The MJ piece goes on to cite a few more of these seemingly contradictory poll results, lamenting all the while that more Americans can’t get solidly behind socialized medicine, whatever it’s called. Then, the author answers his own question as to why.

“Gallup’s poll last week didn’t so much as breathe the word ‘taxes,’ and if it did support for the universal health care option would sink like a stone.”

Well, no kidding.

Americans like the way a lot of things sound in the abstract, but balk when they discover all the devils lurking in the various details. In the abstract, replacing my front brake pads and rotors seems like a simple, half-hour job. In reality it’s a nightmare of grease, rounded nuts and swearing that goes on for most of the afternoon. In the abstract, being able to legitimately put a “26.2” sticker on the back of the stupid coupe seems like it would be awesome. In reality, the training and discipline to run that far – at least, all in the same day at one go – isn’t something I or my trick knee are likely to enjoy (it only knows one trick. It will randomly make me see a flash of light and then when I open my eyes I’m on the ground in pain. Not much a trick really, if I’m honest.). In the abstract, replacing Obummercare with something that isn’t awful sounds like a great idea; but sadly, all the ideas so far proposed are to replace it with a different flavor of government boondoggle, new and improved with even more government. Americans are mercifully skeptical, apparently, of such proposals.

Of course, whereas the author of the MJ piece found cause to lament in his conclusion, I find the opposite. It’s reassuring to know the majority of Americans, while amenable to huge and fantastical ideas in theory, at least know how to reject a mountebank when they see one. Well, most of us Gen-X and older Americans can anyway. The millennials seem more apt to create a cult of personality around said mountebank, as long as he promises enough free stuff while excoriating those evil corporations. And stuff. Because greed.

If anything, the contradictory poll results show the effectiveness of branding and the shallowness of American comprehension of important things going on around them that TMZ doesn’t cover.

“As for universal health care, a Harris poll last September found 63 percent approval. A Kaiser poll in December found 58 percent support for Medicare-for-all.” Wrote the author of the MJ piece.

Again, branding. “Universal Healthcare” sounds lovely to the average person, I’m sure. The average person, however, in America is familiar with Medicare, and knows it’s not a wonderful thing.
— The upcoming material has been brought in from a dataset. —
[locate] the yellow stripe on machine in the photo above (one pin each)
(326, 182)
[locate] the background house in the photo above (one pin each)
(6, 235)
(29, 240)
As if to further make this point, the very next sentence of the MJ piece reads: “Gallup polls going back 15 years show higher support for government guarantees of health care during the Bush years than they do now.”

Really? Well, what’s changed? Oh, yeah, today we’ve got several years of familiarity with “government guarantees of health care” under our belts whereas such was merely an abstract, fantastical concept during the Bush regime.

If somehow Trump wins the general election and becomes President, maybe he should break just one more campaign promise and leave Obamacare alone; not replace it or even rename it something truthful. Already, the cracks are forming. Insurance companies are pulling out of the program while consumers find Obama’s promises of lower premiums and being able to keep their doctors ringing increasingly hollow. Let it get worse. Let it limp on a few more years and then collapse under its own weight. Let’s make it so Obama’s legacy is that he is the President who finally taught Americans that socialism doesn’t work. At all. Ever. And let’s let the catastrophic implosion of the idiotic program that bears his name stand testament to that fact for generations to come, so that future Americans won’t repeat this mistake.

Damn. Now I’m sounding idiotically idealistic and unrealistic. I really gotta limit my Mother Jones consumption.